If this property is not specified, it will randomly pick an unused port. As a result, if you are using white list for your firewall rule, connections to your remote JVM process will be blocked.

Lastly, please notice that when adding JMX connection in VisualVM, you need to specify com.sun.management.jmxremote.port rather than com.sun.management.jmxremote.rmi.port. Then former one should be where the RMI registry listen to.

Connect to remote server with jvisualvm

It’s straight forward to setup your jvisualvm client. Just note that if you follow my preivous steps, you need to specify the credentials configed in file jmxremote.password.

Setup Jstatd (Optional)

Alike to JMX, Jstatd also provides you ability to monitor JVM. But it’s much more limited. There is a comparison between JMX and Jstatd here.

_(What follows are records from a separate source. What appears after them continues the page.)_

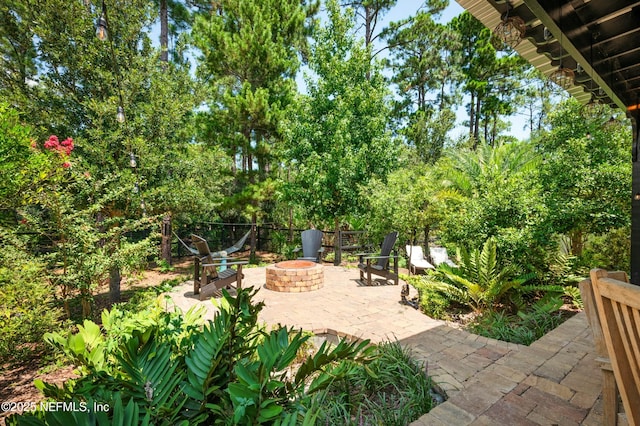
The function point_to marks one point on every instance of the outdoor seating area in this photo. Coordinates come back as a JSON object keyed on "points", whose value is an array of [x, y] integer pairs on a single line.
{"points": [[486, 381], [383, 264], [463, 229]]}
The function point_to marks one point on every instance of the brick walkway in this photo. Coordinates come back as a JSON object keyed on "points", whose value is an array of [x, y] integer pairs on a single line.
{"points": [[555, 381]]}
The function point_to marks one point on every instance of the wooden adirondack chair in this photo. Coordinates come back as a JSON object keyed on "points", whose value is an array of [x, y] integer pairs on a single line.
{"points": [[209, 277], [382, 263], [311, 245], [618, 306], [417, 261]]}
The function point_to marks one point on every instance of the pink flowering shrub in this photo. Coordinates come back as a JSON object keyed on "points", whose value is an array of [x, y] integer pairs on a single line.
{"points": [[64, 147]]}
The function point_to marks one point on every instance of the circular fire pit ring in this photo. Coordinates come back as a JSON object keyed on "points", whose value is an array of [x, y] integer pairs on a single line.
{"points": [[295, 276]]}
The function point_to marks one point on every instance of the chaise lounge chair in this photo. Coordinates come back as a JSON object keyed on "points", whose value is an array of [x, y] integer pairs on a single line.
{"points": [[417, 262], [439, 255], [382, 263], [311, 245], [209, 274]]}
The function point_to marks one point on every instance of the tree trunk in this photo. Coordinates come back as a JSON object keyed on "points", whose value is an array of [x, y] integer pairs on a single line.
{"points": [[164, 32], [476, 126], [577, 242], [166, 238], [114, 285], [337, 259], [472, 113], [254, 220]]}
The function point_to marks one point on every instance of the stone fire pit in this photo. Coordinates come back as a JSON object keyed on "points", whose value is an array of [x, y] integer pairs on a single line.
{"points": [[295, 276]]}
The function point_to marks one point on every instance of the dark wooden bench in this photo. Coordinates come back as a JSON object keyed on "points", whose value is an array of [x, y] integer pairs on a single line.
{"points": [[209, 280]]}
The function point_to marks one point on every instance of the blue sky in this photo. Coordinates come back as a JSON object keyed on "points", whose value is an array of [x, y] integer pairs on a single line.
{"points": [[406, 8]]}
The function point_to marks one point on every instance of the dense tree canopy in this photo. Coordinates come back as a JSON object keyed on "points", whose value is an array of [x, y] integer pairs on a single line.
{"points": [[338, 135]]}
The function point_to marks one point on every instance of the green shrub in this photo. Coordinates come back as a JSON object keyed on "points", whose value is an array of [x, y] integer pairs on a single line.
{"points": [[162, 368], [479, 281], [524, 328], [432, 302], [27, 306], [395, 390]]}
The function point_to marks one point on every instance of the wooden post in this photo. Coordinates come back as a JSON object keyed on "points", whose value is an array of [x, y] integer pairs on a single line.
{"points": [[337, 247], [166, 239], [635, 200]]}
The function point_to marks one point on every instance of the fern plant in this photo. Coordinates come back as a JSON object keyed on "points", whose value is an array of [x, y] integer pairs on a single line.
{"points": [[233, 372], [479, 281]]}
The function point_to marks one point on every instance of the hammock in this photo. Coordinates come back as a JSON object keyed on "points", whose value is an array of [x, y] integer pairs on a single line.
{"points": [[234, 248]]}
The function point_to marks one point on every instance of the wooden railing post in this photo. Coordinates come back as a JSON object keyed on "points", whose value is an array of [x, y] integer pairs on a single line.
{"points": [[166, 239]]}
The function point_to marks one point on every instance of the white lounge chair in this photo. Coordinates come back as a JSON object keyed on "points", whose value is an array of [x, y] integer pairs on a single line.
{"points": [[439, 255], [417, 261]]}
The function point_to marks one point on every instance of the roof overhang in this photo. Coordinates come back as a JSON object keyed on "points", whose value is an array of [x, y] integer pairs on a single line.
{"points": [[602, 36]]}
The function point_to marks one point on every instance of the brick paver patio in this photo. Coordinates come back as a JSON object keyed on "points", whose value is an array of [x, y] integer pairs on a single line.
{"points": [[555, 381]]}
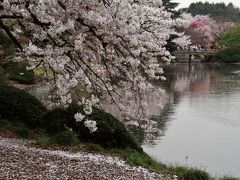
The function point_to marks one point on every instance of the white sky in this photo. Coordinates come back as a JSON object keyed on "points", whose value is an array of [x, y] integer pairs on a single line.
{"points": [[186, 3]]}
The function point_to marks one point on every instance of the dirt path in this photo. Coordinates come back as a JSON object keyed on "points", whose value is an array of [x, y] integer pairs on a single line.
{"points": [[18, 161]]}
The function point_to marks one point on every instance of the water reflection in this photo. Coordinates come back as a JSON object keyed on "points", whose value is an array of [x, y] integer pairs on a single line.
{"points": [[201, 121]]}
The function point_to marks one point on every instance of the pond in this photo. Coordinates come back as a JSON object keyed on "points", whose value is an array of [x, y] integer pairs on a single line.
{"points": [[201, 127]]}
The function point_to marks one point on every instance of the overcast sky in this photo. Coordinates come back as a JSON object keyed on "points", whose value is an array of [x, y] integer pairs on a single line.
{"points": [[185, 3]]}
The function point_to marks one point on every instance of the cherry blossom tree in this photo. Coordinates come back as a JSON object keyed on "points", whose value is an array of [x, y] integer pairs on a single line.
{"points": [[109, 47], [203, 29]]}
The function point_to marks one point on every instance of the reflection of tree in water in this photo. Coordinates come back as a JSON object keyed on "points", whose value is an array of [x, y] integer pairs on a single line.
{"points": [[164, 118], [182, 78]]}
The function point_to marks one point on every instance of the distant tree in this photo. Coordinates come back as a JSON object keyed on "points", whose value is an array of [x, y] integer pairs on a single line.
{"points": [[218, 11]]}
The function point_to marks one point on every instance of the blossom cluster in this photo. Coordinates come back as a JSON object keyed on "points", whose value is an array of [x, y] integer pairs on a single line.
{"points": [[108, 47]]}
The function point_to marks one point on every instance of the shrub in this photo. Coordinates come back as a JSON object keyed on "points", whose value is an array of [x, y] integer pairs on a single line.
{"points": [[42, 138], [110, 133], [2, 76], [17, 105], [17, 72], [66, 138], [54, 121], [229, 55]]}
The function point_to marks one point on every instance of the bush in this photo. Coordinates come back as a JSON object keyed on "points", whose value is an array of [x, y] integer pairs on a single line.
{"points": [[229, 55], [110, 133], [54, 121], [17, 72], [2, 76], [17, 105]]}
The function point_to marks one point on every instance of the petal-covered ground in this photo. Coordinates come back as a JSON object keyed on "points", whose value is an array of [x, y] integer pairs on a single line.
{"points": [[18, 161]]}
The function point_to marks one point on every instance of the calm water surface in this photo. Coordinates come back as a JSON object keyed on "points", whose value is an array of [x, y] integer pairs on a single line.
{"points": [[201, 127]]}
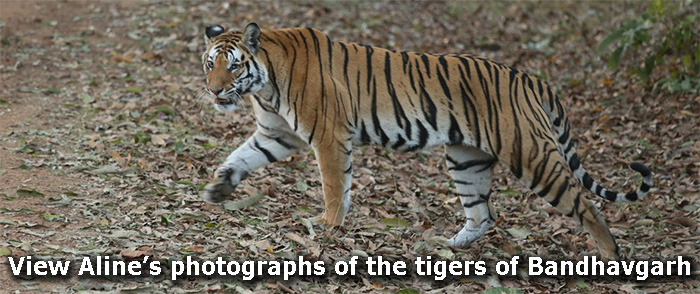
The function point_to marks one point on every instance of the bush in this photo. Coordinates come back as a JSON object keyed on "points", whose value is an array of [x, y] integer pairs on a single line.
{"points": [[667, 34]]}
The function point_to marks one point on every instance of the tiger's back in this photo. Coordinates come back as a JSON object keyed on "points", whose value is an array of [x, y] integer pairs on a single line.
{"points": [[333, 95]]}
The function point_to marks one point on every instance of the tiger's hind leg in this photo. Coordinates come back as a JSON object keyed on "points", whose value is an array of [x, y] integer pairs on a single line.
{"points": [[471, 170], [551, 178]]}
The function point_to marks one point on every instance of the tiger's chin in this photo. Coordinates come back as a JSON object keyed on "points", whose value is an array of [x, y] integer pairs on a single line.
{"points": [[225, 104]]}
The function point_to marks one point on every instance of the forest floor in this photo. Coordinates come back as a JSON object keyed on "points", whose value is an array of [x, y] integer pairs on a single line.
{"points": [[104, 149]]}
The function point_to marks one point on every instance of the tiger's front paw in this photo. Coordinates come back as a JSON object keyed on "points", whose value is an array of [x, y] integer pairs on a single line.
{"points": [[221, 188]]}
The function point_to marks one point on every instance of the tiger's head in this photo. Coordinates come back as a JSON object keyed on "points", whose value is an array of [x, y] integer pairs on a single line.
{"points": [[231, 65]]}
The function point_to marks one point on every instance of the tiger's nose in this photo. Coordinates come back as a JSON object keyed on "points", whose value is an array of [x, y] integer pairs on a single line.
{"points": [[216, 91]]}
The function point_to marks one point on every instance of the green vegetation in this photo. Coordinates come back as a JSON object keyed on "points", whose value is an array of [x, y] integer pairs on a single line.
{"points": [[664, 37]]}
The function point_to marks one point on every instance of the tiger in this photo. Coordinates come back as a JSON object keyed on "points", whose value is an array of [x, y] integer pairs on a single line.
{"points": [[309, 90]]}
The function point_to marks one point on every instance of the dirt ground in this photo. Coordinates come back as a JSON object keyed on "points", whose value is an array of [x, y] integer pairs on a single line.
{"points": [[104, 148]]}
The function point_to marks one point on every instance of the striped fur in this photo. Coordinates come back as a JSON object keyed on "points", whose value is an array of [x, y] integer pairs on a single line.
{"points": [[311, 91]]}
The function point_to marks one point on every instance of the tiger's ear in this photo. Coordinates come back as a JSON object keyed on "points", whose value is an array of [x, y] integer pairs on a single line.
{"points": [[251, 37], [213, 31]]}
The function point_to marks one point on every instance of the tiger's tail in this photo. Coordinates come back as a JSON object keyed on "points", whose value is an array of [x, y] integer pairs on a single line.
{"points": [[562, 127]]}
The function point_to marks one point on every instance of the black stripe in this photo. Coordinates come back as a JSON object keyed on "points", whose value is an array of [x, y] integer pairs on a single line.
{"points": [[588, 182], [473, 203], [460, 182], [562, 188], [271, 158], [426, 62], [455, 134], [574, 163]]}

In average cases, JMX is enough for you. The reason why I need to setup Jstatd is that Visual GC plugin is based on it. The heap graph coming with raw VisualVM is too simple to do meanful JVM memory monitoring.

Starting Jstatd directly will give you error

1
2
3
4
5
Could not create remote object
access denied ("java.util.PropertyPermission" "java.rmi.server.ignoreSubClasses" "write")
java.security.AccessControlException: access denied ("java.util.PropertyPermission" "java.rmi.server.ignoreSubClasses" "write")
        at java.security.AccessControlContext.checkPermission(AccessControlContext.java:372)
        ...

You can refer to the offical document Jstatd and Policy File Syntax.

Basically, you need to first setup a policy file

1
2
3
grant codebase "file:${java.home}/../lib/tools.jar" {
   permission java.security.AllPermission;
};

The above config uses Property Expansion. Please note that

If a property can’t be expanded in a grant entry, permission entry, or keystore entry, that entry is ignored.

Then start jstatd with

1
jstatd -J-Djava.security.policy=/home/benson/jmxremote/jstatd.all.policy  -J-Djava.rmi.server.hostname=xxx

you may also specify -J-Djava.rmi.server.logCalls=true for debugging purpose.
Please note that you need to specify java.rmi.server.hostname as before.

By default, the above command will start jstatd with an internal RMI registry, bound to the default port 1099. Besides, it will also randomly pick a port for the RMI connector.

Note: If your JVM process is behind a firewall, you need to take special care to have this random port open to your monitor client.